Seu livro Confissões do Crematório descreve suas experiências na indústria funerária. Tem uma história preferida? Sim, o capítulo sobre os funerais de bebês. Não que eu ame o fato de bebês morrerem. Mas, após estudar a morte deles no período medieval, na universidade, foi surpreendente me ver cremando bebês para viver.

No que se baseia sua tese de que a morte se tornou um negócio na cultura ocidental? Quando alguém morre, há muitas coisas que não se quer fazer. Você não quer colocar sua mãe no banco de trás da van e levá-la até o cemitério. Você paga a outros para que façam isso por você, o que é compreensível. Mas a indústria da morte tornou-se tão invasiva que a família tem a sensação de não estar no comando do que acontece com seu ente querido.

O que defende exatamente seu movimento, o Ordem da Boa Morte? Defendemos a ideia de que falar sobre a morte não é ruim. Não achamos errado ter diferentes visões e emoções sobre o tema. A morte é o maior evento que vai acontecer na vida da maioria das pessoas. Falar sobre ela por meio de livros, arte e conversas nos fez perceber que as coisas não precisam ser tão dolorosas.
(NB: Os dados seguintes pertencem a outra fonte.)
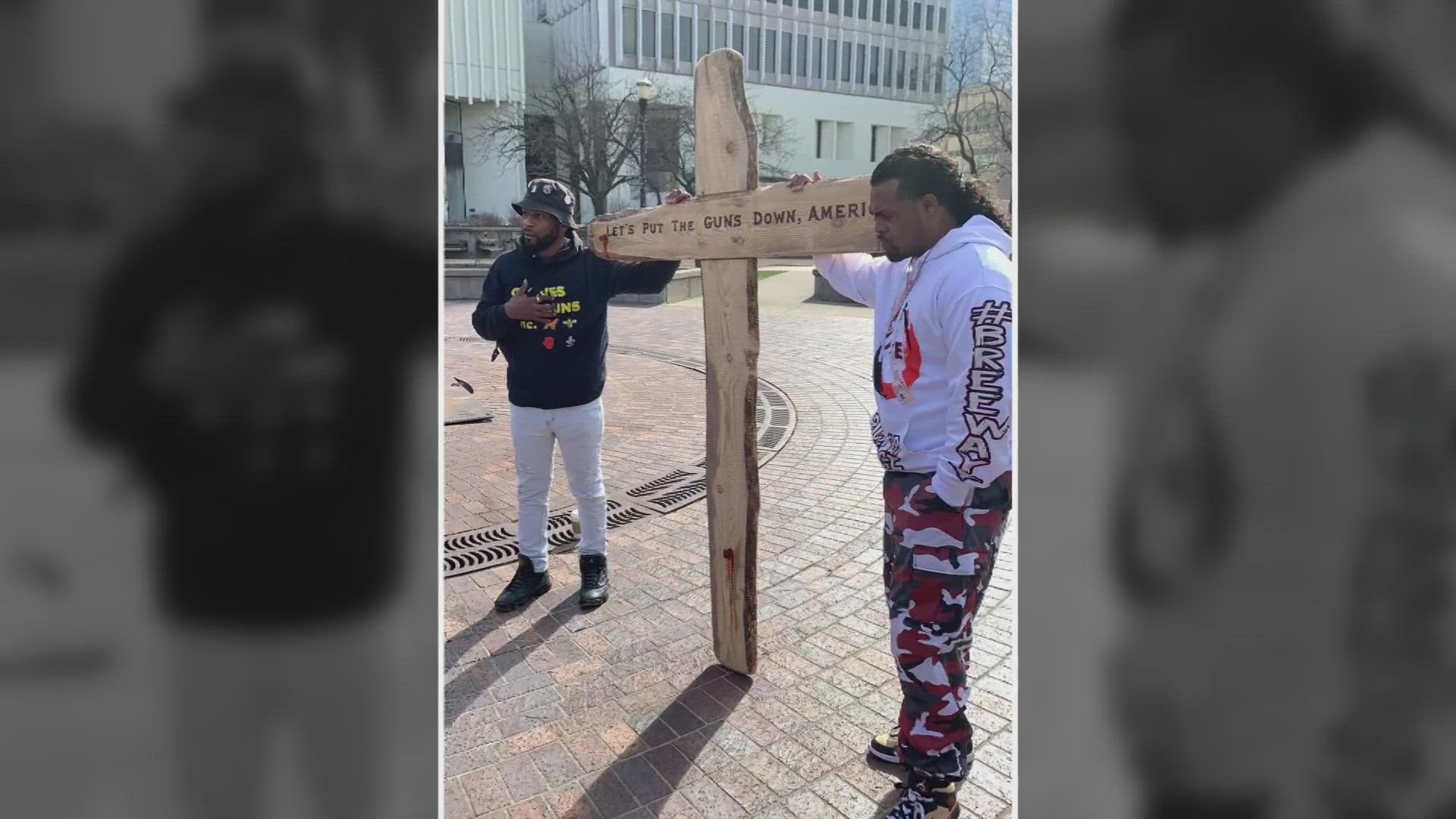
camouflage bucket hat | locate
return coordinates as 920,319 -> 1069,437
511,179 -> 579,228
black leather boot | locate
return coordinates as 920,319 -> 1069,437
495,557 -> 551,612
581,555 -> 607,609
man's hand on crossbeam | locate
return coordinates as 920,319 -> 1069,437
788,171 -> 824,191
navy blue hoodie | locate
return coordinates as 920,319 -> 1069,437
470,236 -> 677,410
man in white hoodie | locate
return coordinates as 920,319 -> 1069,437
789,146 -> 1013,819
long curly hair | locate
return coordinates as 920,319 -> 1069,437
869,143 -> 1012,233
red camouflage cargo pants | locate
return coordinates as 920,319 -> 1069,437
885,472 -> 1010,780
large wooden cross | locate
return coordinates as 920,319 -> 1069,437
588,48 -> 880,673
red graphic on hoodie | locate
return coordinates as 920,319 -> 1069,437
875,307 -> 920,400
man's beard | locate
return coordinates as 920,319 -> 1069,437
532,228 -> 562,253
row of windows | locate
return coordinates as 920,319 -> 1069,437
763,0 -> 949,33
814,120 -> 907,162
622,6 -> 945,93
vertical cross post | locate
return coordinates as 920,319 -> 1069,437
693,48 -> 758,673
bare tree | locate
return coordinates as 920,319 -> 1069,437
470,65 -> 641,214
920,0 -> 1013,177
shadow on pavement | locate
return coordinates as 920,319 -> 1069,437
566,664 -> 753,819
444,595 -> 582,727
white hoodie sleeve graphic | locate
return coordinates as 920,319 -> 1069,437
930,286 -> 1013,506
814,253 -> 891,307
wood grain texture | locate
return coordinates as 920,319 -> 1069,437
587,177 -> 881,259
695,48 -> 758,673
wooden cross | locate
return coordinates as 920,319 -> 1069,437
588,48 -> 880,673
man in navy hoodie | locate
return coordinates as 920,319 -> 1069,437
472,179 -> 692,612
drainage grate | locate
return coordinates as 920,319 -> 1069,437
642,475 -> 708,514
444,344 -> 796,577
628,469 -> 701,498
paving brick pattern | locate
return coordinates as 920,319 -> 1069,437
444,288 -> 1016,819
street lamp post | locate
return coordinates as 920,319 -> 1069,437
638,77 -> 657,207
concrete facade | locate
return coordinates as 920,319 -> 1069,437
446,0 -> 952,218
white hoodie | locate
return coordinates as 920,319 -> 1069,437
814,215 -> 1013,507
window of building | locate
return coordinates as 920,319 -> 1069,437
622,6 -> 638,57
869,125 -> 894,162
642,11 -> 657,57
526,114 -> 556,179
814,120 -> 855,160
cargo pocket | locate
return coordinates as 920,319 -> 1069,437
901,479 -> 986,577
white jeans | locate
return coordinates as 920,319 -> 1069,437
511,398 -> 607,571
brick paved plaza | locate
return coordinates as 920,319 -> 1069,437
444,270 -> 1016,819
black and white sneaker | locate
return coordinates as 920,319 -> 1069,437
866,727 -> 901,765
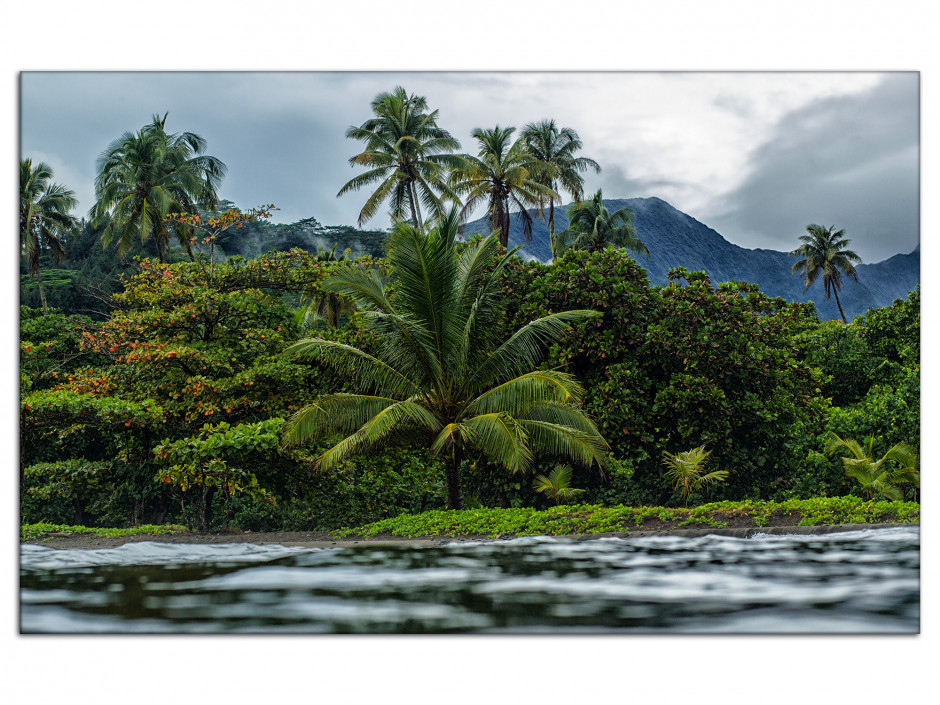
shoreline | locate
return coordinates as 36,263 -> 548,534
20,522 -> 920,549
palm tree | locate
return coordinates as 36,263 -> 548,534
336,86 -> 461,228
91,115 -> 226,262
663,445 -> 728,507
826,433 -> 920,500
558,189 -> 650,257
522,120 -> 601,258
450,125 -> 558,248
20,159 -> 78,313
790,223 -> 862,323
295,243 -> 356,330
285,206 -> 607,509
532,465 -> 584,505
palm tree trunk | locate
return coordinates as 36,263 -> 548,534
36,267 -> 49,315
494,198 -> 509,250
832,287 -> 848,324
444,446 -> 463,509
408,181 -> 423,230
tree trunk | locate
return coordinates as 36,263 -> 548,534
408,181 -> 424,230
832,287 -> 848,324
36,267 -> 49,315
196,485 -> 215,532
444,448 -> 463,509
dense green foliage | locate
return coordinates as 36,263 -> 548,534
21,236 -> 919,530
286,209 -> 607,509
20,522 -> 186,541
19,95 -> 920,529
337,497 -> 920,538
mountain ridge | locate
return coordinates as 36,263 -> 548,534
464,196 -> 920,320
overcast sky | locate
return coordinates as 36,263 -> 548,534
20,72 -> 919,262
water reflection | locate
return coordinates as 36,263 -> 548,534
21,527 -> 920,633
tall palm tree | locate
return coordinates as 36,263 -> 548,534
20,159 -> 78,313
790,223 -> 862,323
285,206 -> 607,509
450,125 -> 558,248
558,189 -> 650,257
336,86 -> 461,228
522,120 -> 601,258
91,115 -> 226,262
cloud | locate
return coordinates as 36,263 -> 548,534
697,73 -> 920,262
21,72 -> 917,259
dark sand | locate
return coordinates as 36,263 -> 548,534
25,524 -> 919,548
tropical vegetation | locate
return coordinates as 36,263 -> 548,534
790,223 -> 862,323
286,208 -> 607,509
449,125 -> 559,248
336,86 -> 462,228
91,113 -> 226,262
522,120 -> 601,258
19,89 -> 920,535
553,189 -> 650,256
20,159 -> 78,312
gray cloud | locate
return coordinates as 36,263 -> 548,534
700,74 -> 920,262
21,72 -> 918,261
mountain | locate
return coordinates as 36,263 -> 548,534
464,198 -> 920,320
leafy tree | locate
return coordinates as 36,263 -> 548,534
336,86 -> 461,228
166,203 -> 277,278
794,321 -> 879,406
153,419 -> 284,531
503,256 -> 829,504
285,208 -> 607,509
91,115 -> 226,262
826,433 -> 920,501
558,189 -> 650,257
449,125 -> 559,247
20,159 -> 78,312
522,120 -> 601,258
790,223 -> 862,323
663,445 -> 728,507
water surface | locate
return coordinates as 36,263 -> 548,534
20,527 -> 920,633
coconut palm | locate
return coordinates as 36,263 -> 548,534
20,159 -> 78,313
285,206 -> 607,509
532,465 -> 584,505
295,243 -> 356,331
336,86 -> 461,228
663,445 -> 728,507
558,189 -> 650,257
826,433 -> 920,500
522,120 -> 601,258
91,115 -> 226,262
790,223 -> 862,323
449,125 -> 558,248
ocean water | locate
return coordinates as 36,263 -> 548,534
20,526 -> 920,634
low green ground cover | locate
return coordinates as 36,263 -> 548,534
20,522 -> 186,541
336,497 -> 920,537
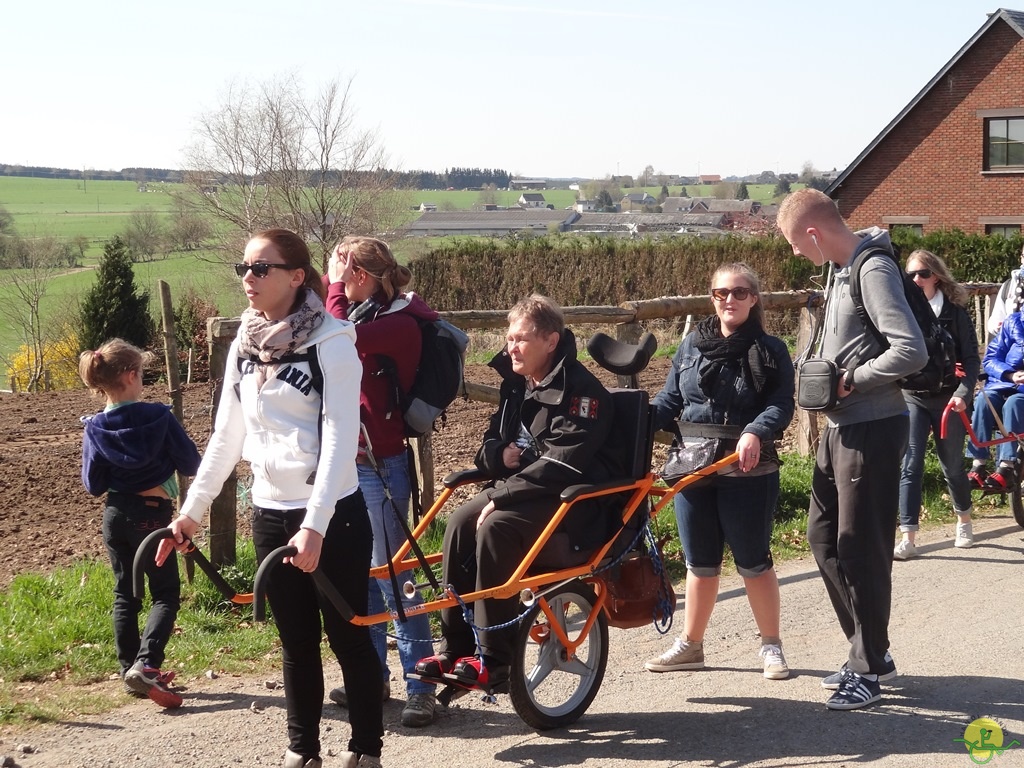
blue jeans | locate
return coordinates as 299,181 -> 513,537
675,471 -> 778,578
899,398 -> 970,530
102,490 -> 181,675
967,389 -> 1024,462
356,454 -> 434,695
Seus livros e vídeos mesclam morte e humor. Enquanto viajava atrás de rituais fúnebres pelo mundo, o que encontrou de mais engraçado? Na Indonésia, visitei uma casa em que corpos de parentes eram mantidos mumificados. O tempo todo em que eu estava lá, não sabia que atrás da porta havia uma múmia. Foi surreal.
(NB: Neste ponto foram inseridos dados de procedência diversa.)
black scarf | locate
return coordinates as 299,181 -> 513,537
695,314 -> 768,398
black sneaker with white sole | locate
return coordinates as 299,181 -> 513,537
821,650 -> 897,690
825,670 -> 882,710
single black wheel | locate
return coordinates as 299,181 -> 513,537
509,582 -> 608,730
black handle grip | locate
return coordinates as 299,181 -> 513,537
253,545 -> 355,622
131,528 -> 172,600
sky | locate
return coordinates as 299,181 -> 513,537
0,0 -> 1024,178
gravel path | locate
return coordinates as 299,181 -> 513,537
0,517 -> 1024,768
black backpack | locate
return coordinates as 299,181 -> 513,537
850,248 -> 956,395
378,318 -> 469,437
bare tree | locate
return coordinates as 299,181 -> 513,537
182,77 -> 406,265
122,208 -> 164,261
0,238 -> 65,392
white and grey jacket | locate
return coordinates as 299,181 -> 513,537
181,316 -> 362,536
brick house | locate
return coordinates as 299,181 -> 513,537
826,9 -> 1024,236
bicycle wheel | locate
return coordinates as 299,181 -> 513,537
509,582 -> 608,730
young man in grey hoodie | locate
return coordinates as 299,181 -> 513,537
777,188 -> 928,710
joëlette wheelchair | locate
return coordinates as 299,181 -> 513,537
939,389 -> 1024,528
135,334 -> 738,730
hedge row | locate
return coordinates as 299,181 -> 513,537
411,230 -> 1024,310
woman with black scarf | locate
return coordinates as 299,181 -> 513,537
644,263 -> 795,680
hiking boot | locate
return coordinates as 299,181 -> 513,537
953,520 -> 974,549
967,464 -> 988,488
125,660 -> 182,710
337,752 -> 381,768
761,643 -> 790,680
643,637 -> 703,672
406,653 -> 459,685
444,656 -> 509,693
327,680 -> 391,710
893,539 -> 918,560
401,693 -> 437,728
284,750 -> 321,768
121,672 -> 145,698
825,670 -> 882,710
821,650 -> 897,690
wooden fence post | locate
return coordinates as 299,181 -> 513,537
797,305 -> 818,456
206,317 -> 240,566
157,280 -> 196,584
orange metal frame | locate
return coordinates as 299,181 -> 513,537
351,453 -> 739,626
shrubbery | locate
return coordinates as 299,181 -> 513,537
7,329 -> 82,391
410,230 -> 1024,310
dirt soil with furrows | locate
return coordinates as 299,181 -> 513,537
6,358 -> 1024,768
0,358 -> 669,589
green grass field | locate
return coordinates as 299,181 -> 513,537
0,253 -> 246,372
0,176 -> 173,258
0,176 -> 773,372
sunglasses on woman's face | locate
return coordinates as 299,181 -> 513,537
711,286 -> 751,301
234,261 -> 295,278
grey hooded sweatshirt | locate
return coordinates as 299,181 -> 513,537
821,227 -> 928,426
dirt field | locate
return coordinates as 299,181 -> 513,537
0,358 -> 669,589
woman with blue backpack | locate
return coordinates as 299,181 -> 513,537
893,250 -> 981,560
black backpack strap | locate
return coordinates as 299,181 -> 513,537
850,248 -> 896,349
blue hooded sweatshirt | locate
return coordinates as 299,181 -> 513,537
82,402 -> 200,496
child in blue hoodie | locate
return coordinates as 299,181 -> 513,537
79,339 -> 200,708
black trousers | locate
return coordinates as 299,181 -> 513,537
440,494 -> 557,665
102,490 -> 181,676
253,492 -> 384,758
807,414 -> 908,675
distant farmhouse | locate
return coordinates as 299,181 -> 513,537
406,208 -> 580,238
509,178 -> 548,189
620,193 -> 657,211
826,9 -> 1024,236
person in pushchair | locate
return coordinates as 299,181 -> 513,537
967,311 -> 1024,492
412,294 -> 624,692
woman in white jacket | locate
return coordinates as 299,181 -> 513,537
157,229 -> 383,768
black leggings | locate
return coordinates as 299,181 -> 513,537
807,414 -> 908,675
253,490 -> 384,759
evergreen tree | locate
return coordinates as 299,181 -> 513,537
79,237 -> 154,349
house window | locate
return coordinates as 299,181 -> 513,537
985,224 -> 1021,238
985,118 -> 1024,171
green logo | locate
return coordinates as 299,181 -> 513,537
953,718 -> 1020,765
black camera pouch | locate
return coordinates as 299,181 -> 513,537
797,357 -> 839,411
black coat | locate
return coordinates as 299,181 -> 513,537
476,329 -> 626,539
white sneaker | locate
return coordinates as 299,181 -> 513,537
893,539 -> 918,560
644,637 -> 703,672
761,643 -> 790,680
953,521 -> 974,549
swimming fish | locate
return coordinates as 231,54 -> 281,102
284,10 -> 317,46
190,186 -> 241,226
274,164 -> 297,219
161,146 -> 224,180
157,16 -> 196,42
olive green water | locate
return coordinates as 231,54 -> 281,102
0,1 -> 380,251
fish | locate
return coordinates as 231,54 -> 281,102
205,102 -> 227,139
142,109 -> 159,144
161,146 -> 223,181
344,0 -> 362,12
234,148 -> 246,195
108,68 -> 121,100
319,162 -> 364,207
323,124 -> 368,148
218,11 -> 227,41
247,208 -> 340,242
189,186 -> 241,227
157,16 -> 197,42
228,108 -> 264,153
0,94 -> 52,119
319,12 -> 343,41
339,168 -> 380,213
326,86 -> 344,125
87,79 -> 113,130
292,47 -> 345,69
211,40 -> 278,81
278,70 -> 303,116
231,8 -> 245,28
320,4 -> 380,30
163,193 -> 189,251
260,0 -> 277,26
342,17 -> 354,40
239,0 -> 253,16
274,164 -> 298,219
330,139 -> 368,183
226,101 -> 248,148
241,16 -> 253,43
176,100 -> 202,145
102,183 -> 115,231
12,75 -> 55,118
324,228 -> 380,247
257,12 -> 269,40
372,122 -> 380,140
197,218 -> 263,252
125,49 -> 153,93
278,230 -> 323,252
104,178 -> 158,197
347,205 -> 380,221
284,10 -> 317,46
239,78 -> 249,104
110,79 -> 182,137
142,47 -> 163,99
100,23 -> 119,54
Em sua visita ao Brasil, em junho, notou algo peculiar no modo como as pessoas aqui encaram a morte? Fiquei surpresa em ver quantas similaridades e diferenças existem entre brasileiros e americanos nessa matéria. Enfrentamos problemas em comum, como o custo dos funerais. Mas, enquanto vocês esvaziam suas criptas em um curto espaço de tempo, nós valorizamos a ideia de permanecer em uma sepultura para sempre.